Nobody moves, nobody talks.

What used to be a busy cricket game has a sudden lull as if everybody is taking a breath.

Anthony does not understand.

He has been lost in his inner nothingness for so long that he is completely unaware of what is happening, of how his unconscious fingers clasp the ball in his right hand, how he stands 20 or so metres parallel to the ready batsman, how all his teammates' excited eyes rest upon him in anticipation.

Every parent, every spectator, every player, they all rely on him to make them proud but they do not know how detached he is.

The physical body of Anthony takes a painfully slow backwards step to get a decent run up.

His robotic identity begins to run forward and swing his arms in a circular bowling motion.

It is like time is slowing down as his arms seem to take forever to complete their rotation.

Like crystal balls, tiny beads of sweat line Anthony's brow as his disconnected body releases the ball and sends it like a bullet toward the wickets.

At that moment it is as if time has stopped completely.
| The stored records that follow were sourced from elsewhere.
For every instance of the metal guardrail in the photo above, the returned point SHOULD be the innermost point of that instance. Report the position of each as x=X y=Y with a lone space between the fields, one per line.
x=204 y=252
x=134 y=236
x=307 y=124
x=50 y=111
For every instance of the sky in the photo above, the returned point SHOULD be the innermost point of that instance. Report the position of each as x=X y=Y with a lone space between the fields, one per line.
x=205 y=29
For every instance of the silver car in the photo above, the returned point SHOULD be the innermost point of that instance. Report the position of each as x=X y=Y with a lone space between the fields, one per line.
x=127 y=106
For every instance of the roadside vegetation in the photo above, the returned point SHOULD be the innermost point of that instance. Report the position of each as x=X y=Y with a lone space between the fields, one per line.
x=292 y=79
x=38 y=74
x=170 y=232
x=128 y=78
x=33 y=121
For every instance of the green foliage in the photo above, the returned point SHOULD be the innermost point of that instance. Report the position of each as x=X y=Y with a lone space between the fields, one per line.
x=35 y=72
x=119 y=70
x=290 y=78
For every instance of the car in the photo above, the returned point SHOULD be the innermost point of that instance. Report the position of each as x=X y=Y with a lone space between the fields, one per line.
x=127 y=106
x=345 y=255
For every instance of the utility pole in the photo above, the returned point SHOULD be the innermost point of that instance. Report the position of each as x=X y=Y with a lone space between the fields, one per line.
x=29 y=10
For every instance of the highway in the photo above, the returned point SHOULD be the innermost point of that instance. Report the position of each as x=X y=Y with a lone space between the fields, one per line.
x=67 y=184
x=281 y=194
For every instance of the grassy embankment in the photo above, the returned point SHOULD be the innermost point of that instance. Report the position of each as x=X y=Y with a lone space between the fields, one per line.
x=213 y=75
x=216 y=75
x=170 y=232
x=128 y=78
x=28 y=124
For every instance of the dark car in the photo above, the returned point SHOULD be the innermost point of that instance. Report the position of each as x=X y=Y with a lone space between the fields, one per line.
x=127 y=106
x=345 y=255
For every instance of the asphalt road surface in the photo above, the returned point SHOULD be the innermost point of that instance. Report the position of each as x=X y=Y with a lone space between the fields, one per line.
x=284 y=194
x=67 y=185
For the first time in what has seemed an eternity, Anthony's mind is briefly distracted from his troubled past to take a glimpse at the exhilarating events of the present.

Mind and body become one for a split second and in that imperceptible space of time, everything that is happening, everything he has been oblivious to for so long, floods back to him and just in time to witness his flawless bowl outmanoeuvre the batsman and connect with the wicket posts.

It is like the same thing has happened inside him.

The stillness is over.

- By George Keen; Year 11, East Otago High School. 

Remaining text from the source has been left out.